Licensing requirements for chiropractors

Chiropractors are regulated at the state level in the United States. Practicing without a current license is not legal in most jurisdictions.

Regulatory bodies: State Chiropractic Boards
Required exams: NBCE

Related careers your child might also consider

How parents help teens explore careers like this

Solyo helps parents map a teen's interests to specific careers, then back to the colleges and majors that lead there. Salary, outlook, and education data come from BLS and O*NET — the same sources high school counselors use — but presented for the parent's planning lens, not the student's exploration view.

Common questions parents ask about chiropractors

What is the median salary for chiropractors?

The median annual salary for chiropractors is $79,000 according to the latest Bureau of Labor Statistics data.

Is chiropractors a growing career?

BLS projects +9.5% growth for chiropractors from 2024 through 2034, which is fast growth projected to grow faster than the US average.

What education does my child need to become chiropractor?

The typical entry path requires a bachelor's degree followed by a professional doctorate (such as MD, DO, JD, DDS, or PharmD), plus any state licensure or certification specific to the role.
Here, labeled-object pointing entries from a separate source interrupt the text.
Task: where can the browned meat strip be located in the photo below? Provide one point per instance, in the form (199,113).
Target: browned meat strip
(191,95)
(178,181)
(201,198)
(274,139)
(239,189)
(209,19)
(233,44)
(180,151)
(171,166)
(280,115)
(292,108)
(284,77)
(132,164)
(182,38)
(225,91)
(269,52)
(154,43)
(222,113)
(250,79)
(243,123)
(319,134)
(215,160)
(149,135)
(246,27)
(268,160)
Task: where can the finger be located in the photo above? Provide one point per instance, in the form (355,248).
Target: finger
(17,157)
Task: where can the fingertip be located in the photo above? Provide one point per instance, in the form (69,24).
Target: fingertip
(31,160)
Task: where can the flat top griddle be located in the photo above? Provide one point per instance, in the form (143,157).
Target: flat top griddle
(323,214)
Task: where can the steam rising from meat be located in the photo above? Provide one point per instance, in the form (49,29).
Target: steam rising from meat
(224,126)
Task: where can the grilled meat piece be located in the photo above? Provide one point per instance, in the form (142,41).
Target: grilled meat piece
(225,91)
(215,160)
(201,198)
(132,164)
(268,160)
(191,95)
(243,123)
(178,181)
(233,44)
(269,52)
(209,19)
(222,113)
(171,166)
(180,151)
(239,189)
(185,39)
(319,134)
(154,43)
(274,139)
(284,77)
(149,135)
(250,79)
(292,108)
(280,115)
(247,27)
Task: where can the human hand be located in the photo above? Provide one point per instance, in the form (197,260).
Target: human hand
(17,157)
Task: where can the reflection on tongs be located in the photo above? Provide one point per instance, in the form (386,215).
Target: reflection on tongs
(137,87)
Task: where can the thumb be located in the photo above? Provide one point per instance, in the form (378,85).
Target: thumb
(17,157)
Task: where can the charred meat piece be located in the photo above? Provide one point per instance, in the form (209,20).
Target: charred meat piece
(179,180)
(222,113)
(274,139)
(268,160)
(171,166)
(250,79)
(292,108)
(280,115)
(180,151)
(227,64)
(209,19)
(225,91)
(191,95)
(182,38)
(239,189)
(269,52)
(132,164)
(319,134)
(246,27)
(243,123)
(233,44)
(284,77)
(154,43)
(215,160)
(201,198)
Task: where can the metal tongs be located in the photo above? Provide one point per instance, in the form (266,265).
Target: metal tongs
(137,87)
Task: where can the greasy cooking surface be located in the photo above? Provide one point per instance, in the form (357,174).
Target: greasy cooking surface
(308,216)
Programs that align well with this career can be filtered inside Solyo's college search.

What careers are similar to chiropractors?

Related occupations within the Healthcare Practitioners and Technical category share education paths and skill profiles, so they're a useful starting set when a teen is uncertain. The "Related careers" section below lists nearby options.

Salary data sourced from the U.S. Bureau of Labor Statistics Occupational Employment Statistics program. Skills, tasks, and education distribution from the O*NET database. Job outlook from the BLS Employment Projections 2024–2034 release.